Quantifying the phenomenon of immersion in virtual environments

The emergence of new media fuelled by information technology has had a significant impact on the individual and the postmodern society as a whole. A distinctive feature of new media is the active role of the user, where media and individuals are not separate but define and create each other. Nowhere is this seamless melding more apparent than in the emerging fields of virtual worlds, known as Virtual Reality (VR).

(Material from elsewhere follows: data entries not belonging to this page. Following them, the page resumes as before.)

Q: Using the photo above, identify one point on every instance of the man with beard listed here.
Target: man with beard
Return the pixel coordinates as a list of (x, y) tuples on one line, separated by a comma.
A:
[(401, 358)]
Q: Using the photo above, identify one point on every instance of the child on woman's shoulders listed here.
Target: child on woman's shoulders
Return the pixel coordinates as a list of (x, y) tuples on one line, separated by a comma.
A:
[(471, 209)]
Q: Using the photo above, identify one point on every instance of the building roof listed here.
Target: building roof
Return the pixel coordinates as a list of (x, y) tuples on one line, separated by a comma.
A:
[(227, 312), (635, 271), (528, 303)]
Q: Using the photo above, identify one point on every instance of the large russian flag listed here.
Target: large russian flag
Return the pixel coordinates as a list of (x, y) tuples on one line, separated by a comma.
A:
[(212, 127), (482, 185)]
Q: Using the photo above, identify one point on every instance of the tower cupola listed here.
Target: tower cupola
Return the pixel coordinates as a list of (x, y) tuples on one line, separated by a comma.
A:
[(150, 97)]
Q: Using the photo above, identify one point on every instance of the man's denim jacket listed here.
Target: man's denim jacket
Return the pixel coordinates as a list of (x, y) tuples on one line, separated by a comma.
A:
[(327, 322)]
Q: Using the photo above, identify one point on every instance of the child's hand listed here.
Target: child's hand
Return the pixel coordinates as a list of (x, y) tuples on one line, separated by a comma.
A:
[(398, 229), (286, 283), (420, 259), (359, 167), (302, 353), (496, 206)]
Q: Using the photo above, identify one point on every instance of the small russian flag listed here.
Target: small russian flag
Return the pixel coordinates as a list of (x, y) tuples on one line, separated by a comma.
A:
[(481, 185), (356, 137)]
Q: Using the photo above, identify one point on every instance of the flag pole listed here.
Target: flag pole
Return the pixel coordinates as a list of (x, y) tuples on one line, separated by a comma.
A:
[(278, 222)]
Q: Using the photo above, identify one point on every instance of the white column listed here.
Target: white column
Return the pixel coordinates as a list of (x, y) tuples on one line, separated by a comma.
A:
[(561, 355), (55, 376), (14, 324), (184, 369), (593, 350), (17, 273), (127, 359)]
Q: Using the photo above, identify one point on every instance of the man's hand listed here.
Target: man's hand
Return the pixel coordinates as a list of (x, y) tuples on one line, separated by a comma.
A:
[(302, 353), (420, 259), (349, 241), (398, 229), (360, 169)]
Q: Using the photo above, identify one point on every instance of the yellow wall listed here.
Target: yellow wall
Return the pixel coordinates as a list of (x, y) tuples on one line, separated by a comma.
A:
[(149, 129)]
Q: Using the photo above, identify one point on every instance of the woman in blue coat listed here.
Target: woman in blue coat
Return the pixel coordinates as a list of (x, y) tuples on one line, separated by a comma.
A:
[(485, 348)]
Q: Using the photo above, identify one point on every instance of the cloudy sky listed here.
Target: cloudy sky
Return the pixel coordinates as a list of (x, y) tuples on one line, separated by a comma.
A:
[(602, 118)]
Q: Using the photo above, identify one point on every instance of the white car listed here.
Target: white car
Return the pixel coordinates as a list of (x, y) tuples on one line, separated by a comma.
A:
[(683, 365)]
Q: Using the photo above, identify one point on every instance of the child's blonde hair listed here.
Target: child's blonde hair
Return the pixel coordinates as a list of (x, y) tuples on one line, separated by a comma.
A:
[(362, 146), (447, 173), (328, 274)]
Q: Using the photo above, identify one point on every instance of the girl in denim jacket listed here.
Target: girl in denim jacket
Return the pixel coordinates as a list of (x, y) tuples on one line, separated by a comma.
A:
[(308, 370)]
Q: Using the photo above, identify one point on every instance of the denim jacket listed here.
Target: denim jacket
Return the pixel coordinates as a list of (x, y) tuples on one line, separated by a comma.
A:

A growing body of research indicates that a human subject is capable of distributing her attention across the VR Environment (VRE) and that the experience of ‘being present’ or ‘immersed’ can be more intense than the corresponding experience in the ‘physical’ world. However, despite the fact that the disruptive technology of VR has already found applications in a number of fields (medical and psychological treatment, gaming, education), there is currently no standard or commonly agreed measurement of immersion. The fundamental thesis of this paper is that the effect of VRE and related immersive technologies can be successfully studied only via a transdisciplinary approach that combines qualitative theoretical models — widely discussed in media studies, phenomenology and psychology — with quantitative data-driven empirical models based on Big Data and modern advances in AI (Artificial Intelligence), Machine Learning (ML), and computational models. The initial aim of this research is to model the phenomenon of immersion by automatically capturing and analysing the kinematic features and expressions of the body. The paper examines visual and audio methods for statistical modeling of immersion, based on behavioural modalities of physical sensations experienced in VRE. It focuses on video data in particular, where key body parts and relevant joint locations are being automatically identified and their movements are being tracked and quantified. Similarly, for audio processing, various features are being computed, and ML algorithms for detecting emotional motifs are being developed.

An array of both supervised statistical models, such as Deep Neural Networks (DNNs), and unsupervised models such as Spectral methods for dimensionality reduction and clustering, and non-parametric kernel methods for density estimation are being employed to analyze the high-dimensional data sets. In addition, the paper demonstrates how biometric signals of immersion can be estimated from video data without the use of biometrical equipment.